Background batch jobs

By the end of this guide you’ll have a long-running pipeline that kicks off in the background, returns immediately with a RunHandler, and lets you poll for status, block for the result, stream progress, retry on transient failures, or terminate runaways.

Prerequisites. Installed SDK · API key set · about 15 minutes.

What you’ll build

                       ┌──────────────────────────┐
   pipeline.start() ─▶ │  RunHandler              │
                       │   .task_id               │
                       │   .trace_id              │
                       └──┬──────┬──────┬─────────┘
                          │      │      │
            run_status()  │  result()   │  terminate()
                          ▼      ▼      ▼
                    one-shot   block    cancel
                    status     until    immediately
                               done

The key handle is RunHandler — pipeline.start() returns one, and every other operation on a background run goes through it.

Build the pipeline

Any pipeline that takes more than a few seconds is a candidate for background execution.

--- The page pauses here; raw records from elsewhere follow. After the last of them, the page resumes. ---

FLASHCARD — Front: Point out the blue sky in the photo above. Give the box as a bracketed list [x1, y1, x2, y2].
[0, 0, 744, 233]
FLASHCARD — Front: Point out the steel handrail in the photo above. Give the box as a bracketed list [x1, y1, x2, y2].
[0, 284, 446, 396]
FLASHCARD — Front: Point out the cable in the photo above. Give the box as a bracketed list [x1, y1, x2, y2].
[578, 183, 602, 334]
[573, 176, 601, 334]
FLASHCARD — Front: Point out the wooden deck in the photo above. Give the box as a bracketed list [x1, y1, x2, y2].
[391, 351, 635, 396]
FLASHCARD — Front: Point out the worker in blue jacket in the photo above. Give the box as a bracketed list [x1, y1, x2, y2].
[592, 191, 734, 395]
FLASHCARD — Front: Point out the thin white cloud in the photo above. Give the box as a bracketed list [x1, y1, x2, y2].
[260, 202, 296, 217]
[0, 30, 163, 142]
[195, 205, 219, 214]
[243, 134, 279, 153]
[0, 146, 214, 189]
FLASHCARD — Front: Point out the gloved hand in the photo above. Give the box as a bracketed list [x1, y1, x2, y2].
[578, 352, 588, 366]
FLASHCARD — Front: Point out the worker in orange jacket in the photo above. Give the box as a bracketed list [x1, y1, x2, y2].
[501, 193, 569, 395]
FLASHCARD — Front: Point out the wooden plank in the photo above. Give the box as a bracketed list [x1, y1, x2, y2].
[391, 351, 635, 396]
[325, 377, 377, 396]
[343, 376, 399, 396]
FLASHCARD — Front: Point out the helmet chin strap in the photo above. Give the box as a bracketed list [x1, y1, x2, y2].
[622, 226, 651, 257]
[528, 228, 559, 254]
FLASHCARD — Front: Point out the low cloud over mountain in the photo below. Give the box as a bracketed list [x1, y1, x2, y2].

Use the fluent pipeline.add(name=, id=) builder.

from vectorshift.pipeline import Pipeline

PIPELINE_NAME = "bg_summariser"
try:
    pipeline = Pipeline.fetch(name=PIPELINE_NAME)
    print(f"fetched pipeline id={pipeline.id}")
except Exception:
    pipeline = Pipeline.new(name=PIPELINE_NAME)
    print(f"created pipeline id={pipeline.id}")

inp = pipeline.add(name="input_0", id="input_0").input(input_type="string")
llm = pipeline.add(name="llm", id="llm").llm(
    provider="openai", model="gpt-5.1", prompt=inp.text
)
out = pipeline.add(name="output_0", id="output_0").output(
    output_type="string", value=llm.response
)

pipeline.save(deploy=True)

The try / except → fetch / new idiom is the standard “create or update” pattern in every canonical example script.

Start the run in the background

pipeline.start(inputs=...) returns immediately with a RunHandler. No blocking.

handler = pipeline.start(
    inputs={"input_0": "Tell me a fun fact about space in 50 words."}
)
print(f"started")
print(f"  task_id  = {handler.task_id}")
print(f"  trace_id = {handler.trace_id}")

Persist handler.task_id (Redis, your DB, whatever) — you can resume polling or terminate from any process with just the task id.

Poll for status

handler.run_status() is a single non-blocking check. Use it for progress UIs, dashboards, or scheduled workers that can’t hold a long-lived connection.

status = handler.run_status()
print(f"status = {status['status']}")

The returned dict carries status ("running", "succeeded", "failed", "cancelled") and run metadata.

Block until done

handler.result(poll_interval=, timeout=) polls internally and returns the final result, or raises PollTimeoutError if the timeout elapses.

result = handler.result(poll_interval=2.0, timeout=120.0)
print(f"final status = {result['status']}")
print(f"outputs      = {result.get('result')}")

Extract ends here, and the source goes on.